Por lo anterior, la Superintendencia recalcó que es necesario que Uber cumpla la orden para evitar otros incidentes de seguridad que afecten la seguridad de los datos de los colombianos.

Ese “incidente”, explicó Uber en 2016, permitió que se divulgara “información relacionada con las cuentas de arrendatarios y arrendadores” como nombres, correos electrónicos y números de celular en todo el mundo, aunque aseguró que no quedaron al descubierto “los historiales de viajes, números de tarjeta de crédito, de cuentas bancarias” o fechas importantes.

Como consecuencia de ello, la SIC le dio un plazo de cuatro meses a Uber para que cumpla lo ordenado y demuestre que “mejoró sus medidas de seguridad”.

Para eso “tendrá que presentar una certificación emitida por una entidad, nacional o extranjera, independiente, imparcial, profesional y especializada en temas de seguridad de la información”.

Ante esa petición, Uber afirmó que “la protección de la privacidad es fundamental” para la empresa y que “se implementaron diversas mejoras tecnológicas a la seguridad” de los sistemas desde el “incidente” de 2016. En su respuesta a la orden de la SIC, la compañía de transporte no se refirió a la certificación que le pidió, y añadió:

“También hubo cambios significativos en nuestra estructura corporativa para asegurar la transparencia respectiva frente a reguladores y usuarios en el futuro”.
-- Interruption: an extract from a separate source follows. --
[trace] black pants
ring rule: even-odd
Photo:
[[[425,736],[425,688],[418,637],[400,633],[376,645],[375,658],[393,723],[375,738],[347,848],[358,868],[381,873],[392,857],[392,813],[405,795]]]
La entidad le recordó a Uber que la seguridad no solo afecta a los titulares de las cuentas que se inscriben en su plataforma, sino que también termina perjudicando su reputación, buen nombre y la confianza que genera en el mercado de todos los países donde presta su servicio.

“Es necesario que los procesos de seguridad no se queden pactados en los documentos sino que sea implementados en la práctica”, puntualizó la autoridad colombiana.